Tropical forests are critical for protecting global biodiversity and carbon stores. While forest degradation and fragmentation cause negative impacts on trees, many woody lianas benefit, with associated negative effects on carbon storage. Here, we focus on the key question of how abiotic environmental changes resulting from tropical forest fragmentation mediate the allocation of carbon into trees and lianas.
We focus on the globally threatened Brazilian Atlantic Forest, in forest fragments spanning 13–23 442 ha in area and at fragment edges and interiors. Within each fragment, we established two transects: one at the edge and one in the interior. Each transect consisted of ten 10 × 10 m plots spaced at 20 m intervals. Within each plot, we sampled living trees with diameter ≥4·8 cm at 1·3 m above ground, living lianas with diameter ≥1·6 cm at 10 cm above ground, and several microclimatic and soil variables.

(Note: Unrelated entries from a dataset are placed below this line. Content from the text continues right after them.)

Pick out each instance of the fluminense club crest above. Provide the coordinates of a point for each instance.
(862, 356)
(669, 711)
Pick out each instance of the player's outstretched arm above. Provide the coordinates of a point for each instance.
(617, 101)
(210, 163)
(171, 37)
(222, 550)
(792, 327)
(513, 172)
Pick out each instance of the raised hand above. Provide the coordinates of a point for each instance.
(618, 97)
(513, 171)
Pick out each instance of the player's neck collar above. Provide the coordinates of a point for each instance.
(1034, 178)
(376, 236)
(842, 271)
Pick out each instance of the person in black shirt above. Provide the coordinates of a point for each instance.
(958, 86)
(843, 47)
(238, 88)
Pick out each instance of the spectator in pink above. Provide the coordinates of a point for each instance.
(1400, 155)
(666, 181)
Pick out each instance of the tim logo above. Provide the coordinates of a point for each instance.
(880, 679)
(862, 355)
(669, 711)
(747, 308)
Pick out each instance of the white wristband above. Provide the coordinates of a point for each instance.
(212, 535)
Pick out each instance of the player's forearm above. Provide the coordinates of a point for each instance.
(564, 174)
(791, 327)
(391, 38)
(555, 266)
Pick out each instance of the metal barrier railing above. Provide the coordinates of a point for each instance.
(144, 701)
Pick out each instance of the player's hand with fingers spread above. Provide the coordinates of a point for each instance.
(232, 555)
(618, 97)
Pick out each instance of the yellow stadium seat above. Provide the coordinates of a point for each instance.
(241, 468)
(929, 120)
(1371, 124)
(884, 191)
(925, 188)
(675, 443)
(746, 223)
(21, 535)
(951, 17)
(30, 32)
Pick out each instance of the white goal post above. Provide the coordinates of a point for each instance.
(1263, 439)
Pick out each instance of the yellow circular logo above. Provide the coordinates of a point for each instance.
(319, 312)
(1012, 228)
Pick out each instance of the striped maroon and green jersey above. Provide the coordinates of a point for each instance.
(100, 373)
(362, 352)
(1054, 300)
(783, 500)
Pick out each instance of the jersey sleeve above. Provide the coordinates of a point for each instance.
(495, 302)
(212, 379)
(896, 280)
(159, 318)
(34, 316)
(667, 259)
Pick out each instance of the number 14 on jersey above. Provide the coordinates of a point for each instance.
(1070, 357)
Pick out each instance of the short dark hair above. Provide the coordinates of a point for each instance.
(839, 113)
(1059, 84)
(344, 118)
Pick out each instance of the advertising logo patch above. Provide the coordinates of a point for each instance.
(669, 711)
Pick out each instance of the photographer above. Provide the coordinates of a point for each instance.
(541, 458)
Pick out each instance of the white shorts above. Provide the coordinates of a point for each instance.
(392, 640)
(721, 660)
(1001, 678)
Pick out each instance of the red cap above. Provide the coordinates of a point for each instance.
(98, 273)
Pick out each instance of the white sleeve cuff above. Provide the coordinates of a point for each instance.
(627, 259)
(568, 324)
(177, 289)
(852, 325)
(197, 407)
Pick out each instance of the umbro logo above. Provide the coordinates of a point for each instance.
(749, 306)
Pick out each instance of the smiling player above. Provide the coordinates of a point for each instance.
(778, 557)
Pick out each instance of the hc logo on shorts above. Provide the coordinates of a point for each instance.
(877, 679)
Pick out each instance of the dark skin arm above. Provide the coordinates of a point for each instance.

Fragmentation changed a broad suite of abiotic environmental conditions recognized as being associated with forest carbon stocks: edges and smaller fragments were hotter, windier, and less humid, with more fertile and less acid soils at edges. Tree carbon stocks were thus higher in forest interiors than at edges, and were positively related to fragment size in interiors, but were not impacted by fragment size at edges.
Trees and lianas showed different responses to fragmentation: in interiors of small fragments, tree carbon stocks declined whereas liana carbon stocks increased; and at edges, tree carbon stocks were not affected by fragment size, whereas liana carbon stocks were highest in smaller fragments. These patterns were strongly related to changes in abiotic environmental conditions.
We conclude that the abiotic changes across the fragmentation gradient, rather than liana proliferation, were more likely to reduce tree carbon stocks. Cutting of lianas is frequently promoted for restoring forest carbon in human-modified tropical forests. However, this approach may not be effective for restoring forest carbon stocks in fragmented forests.